The current clamor for physical gold is causing already high premiums on retail investors’ favorite versions of the metal to extend gains, a sign of their scarcity. To get their hands on a one-ounce bar, buyers may need to cough up as much as $100 over the spot price.

Premiums are up about 25% at physical bullion brokerage Goldcore and are expected to rise further, according to its chief executive officer, Stephen Flood. In his view, the main driver is concern about the financial sanctions on Russia, which have “politicized and weaponized” the payments system.

“It’s the ultimate backup plan to have the metal within reach,” Flood said. “Everyone and their mum is looking at precious metals now.”

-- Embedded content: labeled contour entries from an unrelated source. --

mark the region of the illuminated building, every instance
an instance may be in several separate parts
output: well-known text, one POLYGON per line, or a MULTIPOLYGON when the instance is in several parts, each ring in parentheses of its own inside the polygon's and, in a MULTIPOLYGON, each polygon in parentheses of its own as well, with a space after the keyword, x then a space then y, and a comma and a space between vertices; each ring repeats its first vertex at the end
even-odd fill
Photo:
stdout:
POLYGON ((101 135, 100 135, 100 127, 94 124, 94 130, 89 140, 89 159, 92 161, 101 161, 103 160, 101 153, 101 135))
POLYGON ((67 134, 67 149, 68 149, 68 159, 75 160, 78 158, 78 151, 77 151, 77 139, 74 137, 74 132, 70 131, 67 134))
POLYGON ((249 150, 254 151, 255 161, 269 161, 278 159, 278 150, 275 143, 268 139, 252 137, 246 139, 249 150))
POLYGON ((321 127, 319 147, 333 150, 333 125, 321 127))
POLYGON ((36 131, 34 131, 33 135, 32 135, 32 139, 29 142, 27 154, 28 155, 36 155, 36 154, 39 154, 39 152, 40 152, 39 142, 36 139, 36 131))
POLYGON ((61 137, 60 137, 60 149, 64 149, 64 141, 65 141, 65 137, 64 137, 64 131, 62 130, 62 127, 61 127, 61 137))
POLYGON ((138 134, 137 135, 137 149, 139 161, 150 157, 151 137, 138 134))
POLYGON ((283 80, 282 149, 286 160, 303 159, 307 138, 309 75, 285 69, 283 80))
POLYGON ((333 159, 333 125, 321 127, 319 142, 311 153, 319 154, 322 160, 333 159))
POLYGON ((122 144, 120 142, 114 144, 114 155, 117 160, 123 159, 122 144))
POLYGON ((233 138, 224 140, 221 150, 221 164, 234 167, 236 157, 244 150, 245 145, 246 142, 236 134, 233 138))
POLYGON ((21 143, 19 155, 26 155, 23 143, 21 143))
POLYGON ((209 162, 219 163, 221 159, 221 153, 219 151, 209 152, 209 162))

But it’s not a one-way street. Many are bringing their bars, coins and jewelry back to the dealers to cash in on prices that haven’t been this high since the summer of 2020. Back then, there was a spike in activity as lockdowns eased and people flocked to gold stores to trade in the haven.

Still, there are more gold buyers than sellers now, according to Ash Kundra, who runs J Blundell & Sons in London’s historic Hatton Garden jewelry quarter. He attributes it to the far more fearful environment among retail investors.

“I’m buying about 60% of what I was in 2020,” he said. “Now, I’m selling more.”